Three-time PM Nawaz Sharif claims win in controversial Pakistan election
The PML-N leader’s assertion came even as media reports said that independent candidates backed by jailed former prime minister Imran Khan’s PTI were leading, as counting continued.
Former prime minister of Pakistan, Nawaz Sharif, addresses the audience at the party office of Pakistan Muslim League-N, in Lahore, Pakistan, on February 9, 2024. (Photo by Elke Scholiers/Getty Images)
IN a move that surprised many analysts and observers, Pakistan’s former prime minister Nawaz Sharif on Friday (9) claimed victory in the general elections that took place on a day before, even as several Pakistanis and human rights bodies called it neither free nor fair.
The 74-year-old three-time prime minister cited Pakistan’s election commission in saying that his Pakistan Muslim League -Nawaz (PML-N) had emerged as the party with the largest share of the votes polled in the election. He also called rival parties to come together to form a unity government.
His claim came even as several media reports said that independent candidates backed by the party of Imran Khan, another former prime minister who is currently in jail, were leading at the mid-way point of the counting process.
While Khan was disqualified from contesting the election because of criminal convictions that he said were politically motivated, his Pakistan Tehreek-e-Insaf was barred as well.

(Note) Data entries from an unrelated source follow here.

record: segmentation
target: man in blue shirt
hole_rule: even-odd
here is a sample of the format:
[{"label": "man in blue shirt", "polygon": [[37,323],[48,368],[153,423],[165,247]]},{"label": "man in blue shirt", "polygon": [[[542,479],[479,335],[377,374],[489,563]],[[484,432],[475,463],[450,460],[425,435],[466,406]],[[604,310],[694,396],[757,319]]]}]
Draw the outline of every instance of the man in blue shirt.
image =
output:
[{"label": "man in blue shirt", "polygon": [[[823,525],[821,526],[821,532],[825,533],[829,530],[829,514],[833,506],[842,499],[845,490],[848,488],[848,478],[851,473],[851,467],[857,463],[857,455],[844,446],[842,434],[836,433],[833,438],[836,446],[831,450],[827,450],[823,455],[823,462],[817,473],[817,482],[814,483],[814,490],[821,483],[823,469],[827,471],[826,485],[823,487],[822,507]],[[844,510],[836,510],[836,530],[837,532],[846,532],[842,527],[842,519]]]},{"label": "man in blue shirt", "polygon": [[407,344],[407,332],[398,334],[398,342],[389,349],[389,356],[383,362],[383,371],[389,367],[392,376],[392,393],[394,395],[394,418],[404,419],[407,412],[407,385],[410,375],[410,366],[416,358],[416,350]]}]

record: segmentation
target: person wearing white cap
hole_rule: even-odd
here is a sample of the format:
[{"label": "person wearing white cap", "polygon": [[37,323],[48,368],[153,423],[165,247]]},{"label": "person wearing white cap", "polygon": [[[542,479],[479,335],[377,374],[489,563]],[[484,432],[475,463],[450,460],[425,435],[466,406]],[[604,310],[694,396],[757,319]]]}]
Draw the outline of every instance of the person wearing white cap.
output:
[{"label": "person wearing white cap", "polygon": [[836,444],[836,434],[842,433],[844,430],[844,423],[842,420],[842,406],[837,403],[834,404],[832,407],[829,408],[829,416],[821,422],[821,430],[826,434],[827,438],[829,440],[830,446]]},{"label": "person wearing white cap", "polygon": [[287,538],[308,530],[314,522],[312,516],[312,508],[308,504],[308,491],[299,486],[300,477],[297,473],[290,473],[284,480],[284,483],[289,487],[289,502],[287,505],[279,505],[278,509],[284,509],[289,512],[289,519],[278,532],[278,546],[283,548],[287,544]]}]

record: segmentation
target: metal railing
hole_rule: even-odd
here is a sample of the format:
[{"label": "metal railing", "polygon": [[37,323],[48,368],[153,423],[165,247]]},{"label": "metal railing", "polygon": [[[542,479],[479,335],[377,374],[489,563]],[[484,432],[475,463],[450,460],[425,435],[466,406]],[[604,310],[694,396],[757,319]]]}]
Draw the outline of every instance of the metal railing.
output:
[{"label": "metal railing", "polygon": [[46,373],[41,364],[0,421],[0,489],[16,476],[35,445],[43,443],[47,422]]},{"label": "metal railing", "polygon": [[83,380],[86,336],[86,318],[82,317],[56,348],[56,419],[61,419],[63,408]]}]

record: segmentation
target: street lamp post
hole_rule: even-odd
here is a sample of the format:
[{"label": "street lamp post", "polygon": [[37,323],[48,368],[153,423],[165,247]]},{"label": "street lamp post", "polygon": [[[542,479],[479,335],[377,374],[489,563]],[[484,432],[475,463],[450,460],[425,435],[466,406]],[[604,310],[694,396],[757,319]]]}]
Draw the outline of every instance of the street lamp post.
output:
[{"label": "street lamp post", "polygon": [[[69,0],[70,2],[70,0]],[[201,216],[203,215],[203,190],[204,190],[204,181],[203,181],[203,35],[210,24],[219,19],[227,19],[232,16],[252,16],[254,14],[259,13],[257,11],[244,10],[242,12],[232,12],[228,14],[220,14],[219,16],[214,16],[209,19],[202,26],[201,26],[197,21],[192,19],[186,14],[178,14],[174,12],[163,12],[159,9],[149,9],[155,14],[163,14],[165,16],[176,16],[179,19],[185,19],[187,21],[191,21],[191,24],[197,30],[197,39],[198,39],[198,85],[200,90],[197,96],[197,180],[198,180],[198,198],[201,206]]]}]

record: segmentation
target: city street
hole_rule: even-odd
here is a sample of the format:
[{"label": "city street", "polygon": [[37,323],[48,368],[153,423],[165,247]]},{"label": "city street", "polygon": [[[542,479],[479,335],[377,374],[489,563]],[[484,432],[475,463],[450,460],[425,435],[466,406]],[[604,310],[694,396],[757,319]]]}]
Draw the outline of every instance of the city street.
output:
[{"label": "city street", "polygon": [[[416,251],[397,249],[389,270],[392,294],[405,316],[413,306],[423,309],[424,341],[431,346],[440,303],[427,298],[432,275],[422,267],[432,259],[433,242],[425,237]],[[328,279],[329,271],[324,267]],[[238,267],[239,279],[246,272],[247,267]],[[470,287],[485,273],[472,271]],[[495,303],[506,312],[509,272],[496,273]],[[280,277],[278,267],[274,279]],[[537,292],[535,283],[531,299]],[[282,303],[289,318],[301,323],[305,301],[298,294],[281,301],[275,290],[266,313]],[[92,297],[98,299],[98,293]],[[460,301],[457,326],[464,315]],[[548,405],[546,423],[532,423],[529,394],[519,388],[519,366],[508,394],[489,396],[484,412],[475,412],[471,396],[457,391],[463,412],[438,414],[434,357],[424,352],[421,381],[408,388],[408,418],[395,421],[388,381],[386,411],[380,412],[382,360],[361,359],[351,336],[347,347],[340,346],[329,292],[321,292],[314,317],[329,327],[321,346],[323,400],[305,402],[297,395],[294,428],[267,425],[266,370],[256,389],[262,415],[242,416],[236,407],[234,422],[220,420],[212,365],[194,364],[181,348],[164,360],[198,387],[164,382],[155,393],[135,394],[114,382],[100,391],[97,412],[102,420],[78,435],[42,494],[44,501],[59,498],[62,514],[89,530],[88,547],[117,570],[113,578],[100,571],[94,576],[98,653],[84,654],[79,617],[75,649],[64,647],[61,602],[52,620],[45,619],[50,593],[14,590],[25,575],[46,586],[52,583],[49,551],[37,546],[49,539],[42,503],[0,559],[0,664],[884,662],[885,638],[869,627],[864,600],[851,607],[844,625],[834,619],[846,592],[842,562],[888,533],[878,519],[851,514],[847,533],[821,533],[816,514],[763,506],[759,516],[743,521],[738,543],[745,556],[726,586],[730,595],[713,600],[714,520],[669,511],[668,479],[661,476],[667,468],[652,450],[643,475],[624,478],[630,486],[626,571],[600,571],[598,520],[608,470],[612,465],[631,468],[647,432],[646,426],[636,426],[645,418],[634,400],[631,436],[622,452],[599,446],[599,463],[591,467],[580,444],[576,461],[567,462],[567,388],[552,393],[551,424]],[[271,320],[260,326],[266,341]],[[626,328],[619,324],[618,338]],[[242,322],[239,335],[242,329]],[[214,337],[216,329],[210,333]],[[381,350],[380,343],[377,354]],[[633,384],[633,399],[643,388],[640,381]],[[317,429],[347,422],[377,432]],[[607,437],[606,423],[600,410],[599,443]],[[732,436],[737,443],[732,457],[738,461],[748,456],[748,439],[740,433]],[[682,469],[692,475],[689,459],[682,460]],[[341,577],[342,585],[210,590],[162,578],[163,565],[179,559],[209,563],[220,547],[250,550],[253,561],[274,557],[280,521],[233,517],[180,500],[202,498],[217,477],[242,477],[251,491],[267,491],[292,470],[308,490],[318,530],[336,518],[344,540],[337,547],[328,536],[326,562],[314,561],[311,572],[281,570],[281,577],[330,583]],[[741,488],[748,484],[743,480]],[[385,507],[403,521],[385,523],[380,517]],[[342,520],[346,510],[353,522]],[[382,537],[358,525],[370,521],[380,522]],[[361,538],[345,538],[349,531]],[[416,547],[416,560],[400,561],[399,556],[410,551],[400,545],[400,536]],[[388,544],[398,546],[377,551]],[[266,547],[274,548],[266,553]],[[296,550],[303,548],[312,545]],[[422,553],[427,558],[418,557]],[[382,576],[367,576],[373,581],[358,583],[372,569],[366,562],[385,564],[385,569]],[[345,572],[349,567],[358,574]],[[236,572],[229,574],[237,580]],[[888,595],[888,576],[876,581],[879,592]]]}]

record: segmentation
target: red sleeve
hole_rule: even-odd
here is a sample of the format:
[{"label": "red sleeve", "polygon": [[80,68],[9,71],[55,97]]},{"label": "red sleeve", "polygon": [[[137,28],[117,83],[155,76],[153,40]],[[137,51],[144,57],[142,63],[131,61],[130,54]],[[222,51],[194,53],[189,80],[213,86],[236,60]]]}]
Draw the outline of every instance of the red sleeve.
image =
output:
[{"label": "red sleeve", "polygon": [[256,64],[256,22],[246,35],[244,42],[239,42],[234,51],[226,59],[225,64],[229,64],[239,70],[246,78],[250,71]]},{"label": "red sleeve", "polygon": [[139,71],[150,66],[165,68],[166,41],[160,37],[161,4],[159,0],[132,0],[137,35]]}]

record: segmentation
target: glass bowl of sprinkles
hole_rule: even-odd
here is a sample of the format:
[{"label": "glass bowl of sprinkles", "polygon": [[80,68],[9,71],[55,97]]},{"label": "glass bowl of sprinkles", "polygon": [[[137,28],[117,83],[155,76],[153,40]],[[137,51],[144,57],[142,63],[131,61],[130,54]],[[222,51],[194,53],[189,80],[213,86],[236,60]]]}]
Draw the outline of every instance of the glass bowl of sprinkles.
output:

Read: Grappling with domestic challenges, Pakistan leaders avoid anti-India rhetoric in poll 2024
The election day was marred by several militant attacks, allegations of electoral misconduct and mobile services and internet outage. The counting was also delayed by hours with the commission asking for immediate release of the results early on Friday following a wait extending more than 10 hours.
Read: Pakistan polls: Imran Khan may be jailed, but his allies running close race with Nawaz Sharif’s PML-N
The election is key since Pakistan is grappling with serious economic challenges, terrorist threats and border problems with neighbours such as India, Afghanistan and Iran.
Pramit Pal Chaudhuri, practice head for South Asia at Eurasia Group, told CNBC on Thursday that Pakistan’s latest contest for leadership is “easily one of the most blatant in terms of the degree of interference by the military”.
“Former Prime Minister Nawaz Sharif will almost certainly win,” Chaudhuri said as the polls opened.
“But he will come in as a remarkably illegitimate government as far as the broader public is concerned.”
Sharif, who previously became the prime minister in 1990, 1997 and 2013 but failed to complete a full tenure even once, returned to the country from a self-imposed exile in the UK in 2023 after addressing a longtime fight with the country’s powerful military, which is an influential player in its politics.
Khan’s PTI, on the other hand, is the largest party in the country and had the backing of the military initially after assuming power in 2018. But soon the ties soured and many believe it was the reason why Khan, otherwise an immensely popular leader in the country, was ousted and arrested.